In the NSW Parliament it was also noted by Mr Zangari that local residents have always referred to this stretch of water as a river with "many [people] surprised that this proposal had not been considered a long time ago [especially considering] Prospect Creek shares the same characteristics as a river being wide, deep and navigable by watercraft".

Speaking with the Fairfield City Champion, community advocate Lachlan Hyde said "this is very much a thriving river system matching the legal definition of a river [as currently it] is very much [a creek] in name only with the waterway over 25 metres wide". Mr Hyde added that in New South Wales a river is defined as a 'major natural stream in a large catchment basin, carrying water to another river, a lake or the sea', whereas a creek is only a 'natural watercourse that is usually a tributary and in some areas it may even peter out'.

Recreation 
Historically the lower Prospect Creek was a large part of life for residents in the Fairfield local government area with numerous pleasure grounds and recreation spaces along the river including Latty's Pleasure Grounds, the Butterfly Hall, and Hollywood Park. These venues were quite popular among 'leisure seekers" and tourists due to the area's rural feel and close proximately to the waterway, so popular in fact that the first games of Rugby League football in Australia, in early 1908, were trial games that took place in Lansvale, at Latty's Pleasure Grounds.

From the 1970s to 1990s, a small amusement park named Magic Kingdom operated in Lansvale on the banks of the creek and was a popular attraction for children, families, and thrill-seekers. Magic Kingdom had a number of rides and water activities including bungy jumping, mini-boats, water slides, picnic areas and barbecue facilities. By the mid-1990s Magic Kingdom was facing competition from other amusement parks such as Australia's Wonderland and subsequently closed with the attractions left to rot and rust before being sold to developers where the land has remained dormant ever since.
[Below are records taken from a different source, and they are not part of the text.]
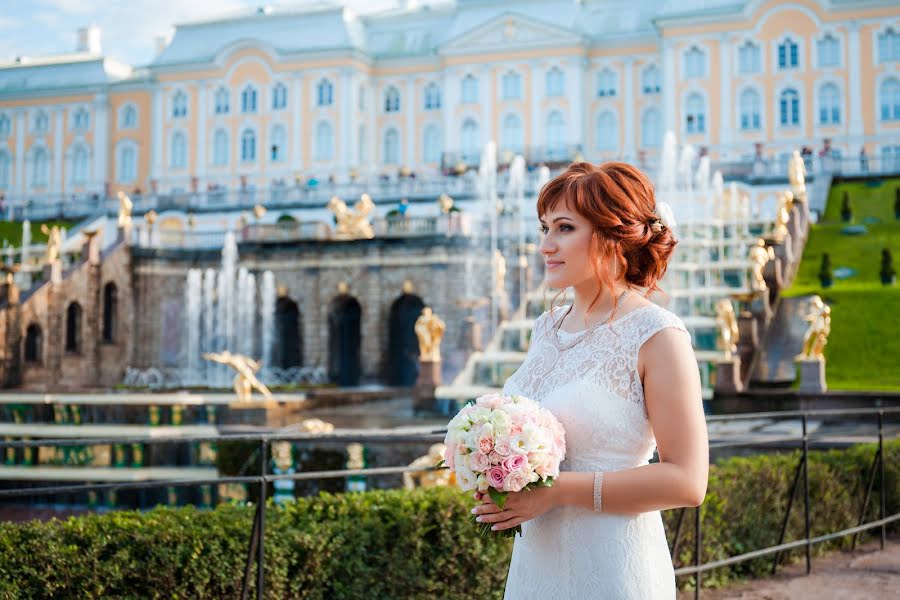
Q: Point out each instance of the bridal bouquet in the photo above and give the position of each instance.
(501, 444)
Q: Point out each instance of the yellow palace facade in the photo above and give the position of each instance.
(325, 91)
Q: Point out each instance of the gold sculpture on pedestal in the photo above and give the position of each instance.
(429, 329)
(245, 379)
(728, 329)
(816, 336)
(352, 225)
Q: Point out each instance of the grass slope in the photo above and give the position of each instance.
(863, 351)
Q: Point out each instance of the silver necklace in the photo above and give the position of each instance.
(587, 332)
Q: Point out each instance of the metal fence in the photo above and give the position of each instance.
(256, 547)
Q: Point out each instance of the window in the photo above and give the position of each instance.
(889, 100)
(512, 86)
(127, 164)
(829, 51)
(650, 128)
(432, 97)
(325, 93)
(223, 102)
(749, 61)
(789, 107)
(220, 148)
(279, 141)
(695, 119)
(324, 141)
(889, 46)
(391, 100)
(695, 63)
(469, 90)
(512, 134)
(248, 146)
(556, 82)
(279, 97)
(248, 100)
(750, 110)
(787, 54)
(79, 165)
(391, 147)
(829, 105)
(178, 160)
(431, 144)
(650, 80)
(179, 104)
(606, 84)
(128, 117)
(607, 131)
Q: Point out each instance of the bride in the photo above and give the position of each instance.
(619, 373)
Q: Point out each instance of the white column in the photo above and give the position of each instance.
(58, 186)
(726, 106)
(854, 100)
(101, 140)
(670, 121)
(628, 85)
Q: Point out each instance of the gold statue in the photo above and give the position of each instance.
(759, 256)
(728, 329)
(439, 477)
(125, 206)
(816, 336)
(352, 225)
(245, 379)
(429, 329)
Over time the creek has also slowly lost its shine as successive governments and communities turned their backs on the waterway, this coupled with industrialisation occurring upstream led to the declining water quality which is reflected in warnings today from authorities to avoid swimming in the catchment as it is not recommended.
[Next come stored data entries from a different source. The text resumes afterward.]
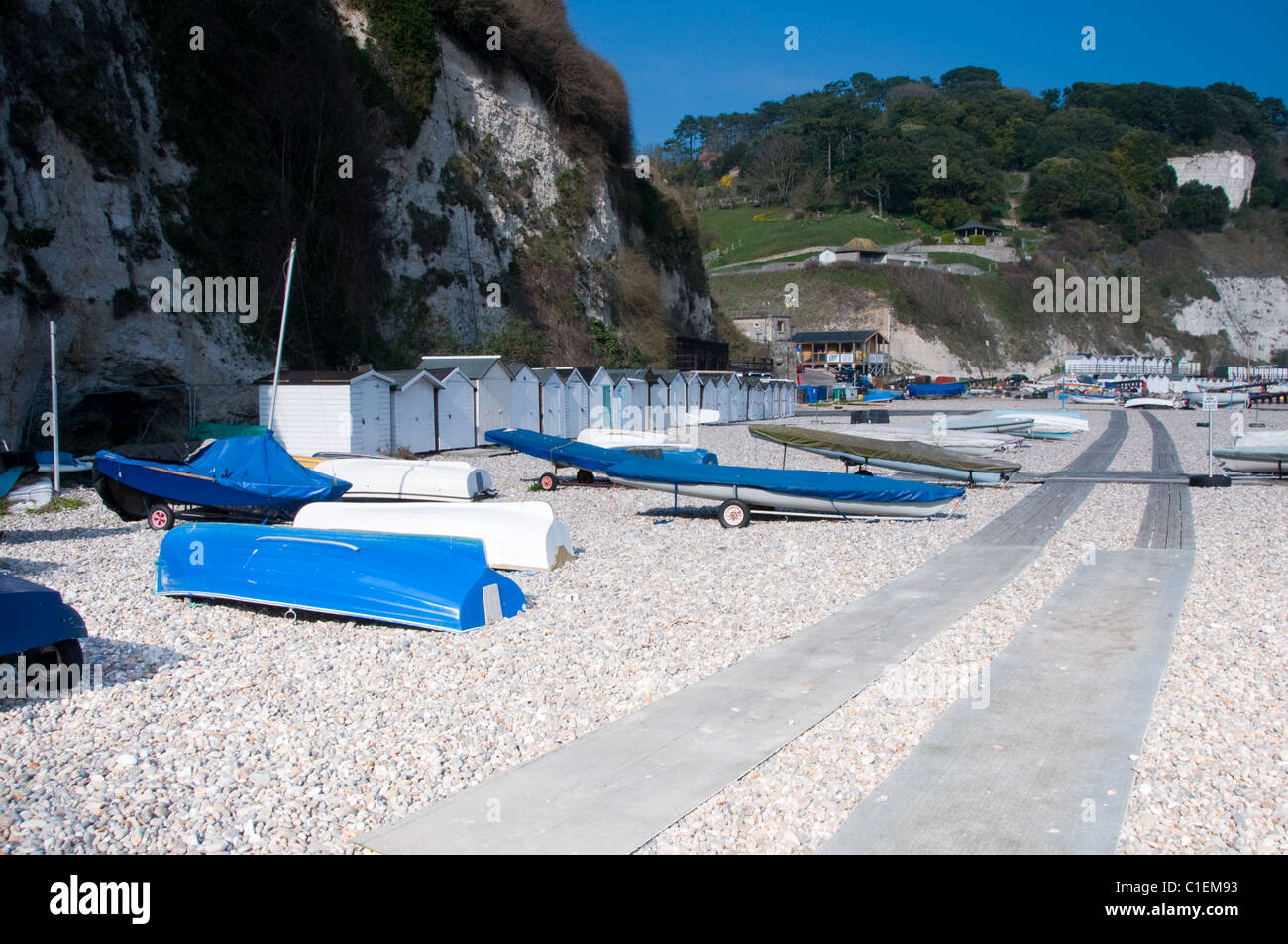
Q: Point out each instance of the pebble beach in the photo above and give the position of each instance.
(223, 728)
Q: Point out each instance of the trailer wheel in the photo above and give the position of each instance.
(160, 517)
(734, 514)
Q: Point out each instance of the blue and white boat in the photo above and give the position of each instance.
(426, 582)
(588, 458)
Today there are walkways and cycling paths that parallel the Lennox River, with the longest continuous walking path running the majority of the proposed river route. Starting at Cook Park in Canley Vale, before crossing the river into Carramar's Carrawood Park the path continues to the Lansdowne Bridge and Hume Highway then passes through Shortland Brush and Flinders Slopes in Mirambeena Regional Park before finishing in Garrison Point Reserve at Georges Hall. The walkways and cycling paths are situated within an Australian bushland settings with many native trees such as eucalyptus found by the water's edge.
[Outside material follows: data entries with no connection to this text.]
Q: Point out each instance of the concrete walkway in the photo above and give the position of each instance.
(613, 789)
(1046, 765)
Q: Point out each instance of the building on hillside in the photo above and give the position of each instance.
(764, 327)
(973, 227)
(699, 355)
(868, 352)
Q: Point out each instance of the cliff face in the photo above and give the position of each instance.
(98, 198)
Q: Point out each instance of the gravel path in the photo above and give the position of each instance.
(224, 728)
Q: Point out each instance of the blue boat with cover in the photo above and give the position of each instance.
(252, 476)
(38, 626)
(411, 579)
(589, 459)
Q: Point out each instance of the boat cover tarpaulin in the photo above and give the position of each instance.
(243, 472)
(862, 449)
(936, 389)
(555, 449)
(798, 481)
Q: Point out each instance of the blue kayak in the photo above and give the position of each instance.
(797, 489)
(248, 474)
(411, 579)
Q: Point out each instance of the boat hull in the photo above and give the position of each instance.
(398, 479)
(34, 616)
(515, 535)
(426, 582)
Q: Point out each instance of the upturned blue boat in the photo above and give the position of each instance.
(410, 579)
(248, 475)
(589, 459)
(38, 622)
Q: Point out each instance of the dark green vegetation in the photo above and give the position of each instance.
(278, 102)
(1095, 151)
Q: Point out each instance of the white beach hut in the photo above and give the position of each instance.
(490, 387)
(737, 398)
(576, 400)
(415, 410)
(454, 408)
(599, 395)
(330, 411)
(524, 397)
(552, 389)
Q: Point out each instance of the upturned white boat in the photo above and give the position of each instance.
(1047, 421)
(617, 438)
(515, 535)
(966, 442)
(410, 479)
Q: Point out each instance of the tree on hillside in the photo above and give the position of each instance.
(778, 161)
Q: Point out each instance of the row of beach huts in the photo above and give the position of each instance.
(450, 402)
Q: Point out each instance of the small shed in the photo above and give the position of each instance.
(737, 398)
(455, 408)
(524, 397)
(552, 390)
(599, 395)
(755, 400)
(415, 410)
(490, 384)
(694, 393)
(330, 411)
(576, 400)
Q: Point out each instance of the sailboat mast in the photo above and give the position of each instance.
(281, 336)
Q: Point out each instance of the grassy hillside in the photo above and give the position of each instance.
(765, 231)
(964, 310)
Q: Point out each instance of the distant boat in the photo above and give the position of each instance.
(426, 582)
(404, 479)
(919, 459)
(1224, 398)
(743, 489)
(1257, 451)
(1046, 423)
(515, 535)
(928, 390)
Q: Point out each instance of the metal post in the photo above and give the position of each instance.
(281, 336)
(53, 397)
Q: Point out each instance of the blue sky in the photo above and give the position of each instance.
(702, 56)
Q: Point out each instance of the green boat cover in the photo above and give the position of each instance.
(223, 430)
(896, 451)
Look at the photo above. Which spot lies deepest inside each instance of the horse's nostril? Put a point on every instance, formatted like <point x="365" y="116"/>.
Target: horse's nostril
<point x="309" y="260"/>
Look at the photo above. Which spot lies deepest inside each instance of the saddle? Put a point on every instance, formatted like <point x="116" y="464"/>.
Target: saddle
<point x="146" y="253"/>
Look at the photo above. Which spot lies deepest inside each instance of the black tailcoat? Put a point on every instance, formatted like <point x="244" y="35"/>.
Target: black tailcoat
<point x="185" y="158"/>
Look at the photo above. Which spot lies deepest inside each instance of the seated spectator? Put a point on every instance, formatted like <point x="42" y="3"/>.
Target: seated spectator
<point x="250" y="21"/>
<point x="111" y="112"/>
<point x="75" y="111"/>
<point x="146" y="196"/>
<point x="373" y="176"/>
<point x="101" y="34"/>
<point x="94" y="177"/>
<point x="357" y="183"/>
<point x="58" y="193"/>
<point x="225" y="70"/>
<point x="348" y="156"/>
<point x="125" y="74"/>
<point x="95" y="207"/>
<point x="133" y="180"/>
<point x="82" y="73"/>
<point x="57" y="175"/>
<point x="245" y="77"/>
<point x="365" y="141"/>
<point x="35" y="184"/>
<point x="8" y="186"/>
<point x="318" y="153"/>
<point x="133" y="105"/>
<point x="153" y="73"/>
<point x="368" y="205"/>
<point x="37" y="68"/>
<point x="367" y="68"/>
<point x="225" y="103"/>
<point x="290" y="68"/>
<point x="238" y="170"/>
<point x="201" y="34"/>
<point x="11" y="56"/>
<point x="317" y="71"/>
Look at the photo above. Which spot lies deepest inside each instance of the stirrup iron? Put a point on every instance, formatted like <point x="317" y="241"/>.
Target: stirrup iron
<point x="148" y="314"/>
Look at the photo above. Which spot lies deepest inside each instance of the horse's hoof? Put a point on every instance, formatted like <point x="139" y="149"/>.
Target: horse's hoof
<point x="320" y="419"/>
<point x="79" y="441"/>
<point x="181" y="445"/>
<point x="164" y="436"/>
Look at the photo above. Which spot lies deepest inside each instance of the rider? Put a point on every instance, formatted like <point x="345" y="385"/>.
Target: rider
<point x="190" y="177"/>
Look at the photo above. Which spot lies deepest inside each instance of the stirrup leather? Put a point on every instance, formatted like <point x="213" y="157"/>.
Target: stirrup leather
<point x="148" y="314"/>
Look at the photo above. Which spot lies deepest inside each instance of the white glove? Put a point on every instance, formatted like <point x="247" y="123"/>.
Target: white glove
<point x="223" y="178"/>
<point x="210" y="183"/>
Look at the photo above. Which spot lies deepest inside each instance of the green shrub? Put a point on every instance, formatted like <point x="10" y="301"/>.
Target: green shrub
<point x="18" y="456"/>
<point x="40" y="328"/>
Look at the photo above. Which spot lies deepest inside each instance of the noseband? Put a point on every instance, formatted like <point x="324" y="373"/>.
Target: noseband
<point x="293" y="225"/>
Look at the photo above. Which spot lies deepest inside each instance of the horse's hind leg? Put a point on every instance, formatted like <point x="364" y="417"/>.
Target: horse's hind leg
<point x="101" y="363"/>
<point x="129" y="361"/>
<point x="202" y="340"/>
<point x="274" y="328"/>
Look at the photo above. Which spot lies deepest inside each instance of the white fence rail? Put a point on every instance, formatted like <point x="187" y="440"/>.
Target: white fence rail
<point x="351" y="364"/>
Boating and fishing are now also popular along the creek with most forms of fishing permitted in the Lennox River subject to bag and size limit regulations. Similarly all vessels are permitted to travel along the Lennox River including jet-skies and boats although a limit of 8 knots is enforced by the relevant authorities. Bull sharks can be found in the waterway as the Georges River is tidal up to the Liverpool Weir, and Lennox River connects below that point.